Ces Indochinois oubliés

La France a déporté 20 000 Indochinois en 1939.

Il aura fallu attendre soixante-dix ans. En 2009, le maire d’Arles, Hervé Schiavetti (PCF), rend hommage aux 20 000 Indochinois que la France a déportés en 1939. C’est la première fois qu’un représentant de l’État reconnaît cet événement.

Dès le mois de septembre 1939, la IIIe République souhaite piocher dans ses colonies pour soutenir l’effort de guerre national. La règle est simple pour l’administration française en Indochine : chaque famille qui compte au moins deux hommes entre 18 et 45 ans doit en fournir un à la France. Sinon, le père sera incarcéré. Les 20 000 paysans ainsi réquisitionnés sont envoyés sur tout le territoire pour travailler dans des usines d’armement. ­L’armistice, en 1940, ne signifie pas le retour pour tout le monde : pas moins de 14 000 Indochinois sont bloqués en France et contraints de travailler dans l’industrie du textile, la scierie ou l’agriculture.
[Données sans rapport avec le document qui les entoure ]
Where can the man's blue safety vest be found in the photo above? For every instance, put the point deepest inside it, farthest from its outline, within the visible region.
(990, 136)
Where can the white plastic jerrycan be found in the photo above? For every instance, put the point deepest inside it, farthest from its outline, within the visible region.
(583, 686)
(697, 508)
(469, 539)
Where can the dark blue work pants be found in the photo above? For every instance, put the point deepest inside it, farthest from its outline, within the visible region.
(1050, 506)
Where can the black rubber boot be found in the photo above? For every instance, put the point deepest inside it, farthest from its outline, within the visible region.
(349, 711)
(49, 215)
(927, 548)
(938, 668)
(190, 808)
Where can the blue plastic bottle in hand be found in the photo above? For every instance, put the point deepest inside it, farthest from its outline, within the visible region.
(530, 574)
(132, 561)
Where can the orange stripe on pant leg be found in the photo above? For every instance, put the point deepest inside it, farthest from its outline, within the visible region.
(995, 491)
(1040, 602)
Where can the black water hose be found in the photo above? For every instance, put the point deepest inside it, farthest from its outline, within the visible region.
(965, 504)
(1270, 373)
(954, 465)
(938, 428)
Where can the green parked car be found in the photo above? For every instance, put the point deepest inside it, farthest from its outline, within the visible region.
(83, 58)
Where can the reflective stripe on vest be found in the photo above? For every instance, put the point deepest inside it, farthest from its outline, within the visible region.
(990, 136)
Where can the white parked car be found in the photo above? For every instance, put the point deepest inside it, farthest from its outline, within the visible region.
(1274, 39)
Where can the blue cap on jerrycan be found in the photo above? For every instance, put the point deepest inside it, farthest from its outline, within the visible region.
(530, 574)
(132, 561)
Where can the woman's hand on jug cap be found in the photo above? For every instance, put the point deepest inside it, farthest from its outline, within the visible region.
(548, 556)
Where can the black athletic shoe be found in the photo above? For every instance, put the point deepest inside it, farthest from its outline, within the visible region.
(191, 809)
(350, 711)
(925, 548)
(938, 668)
Pendant des années, ils ne touchent qu’un dixième du salaire de l’ouvrier français de l’époque.

La Libération permet plusieurs retours, mais un millier de ces hommes restent dans le pays, dans l’oubli général, mis à part les mémoires de Lê Huu Tho en 1996 (L’Harmattan), interprète de la 35e compagnie, qui intéresseront certains historiens et journalistes.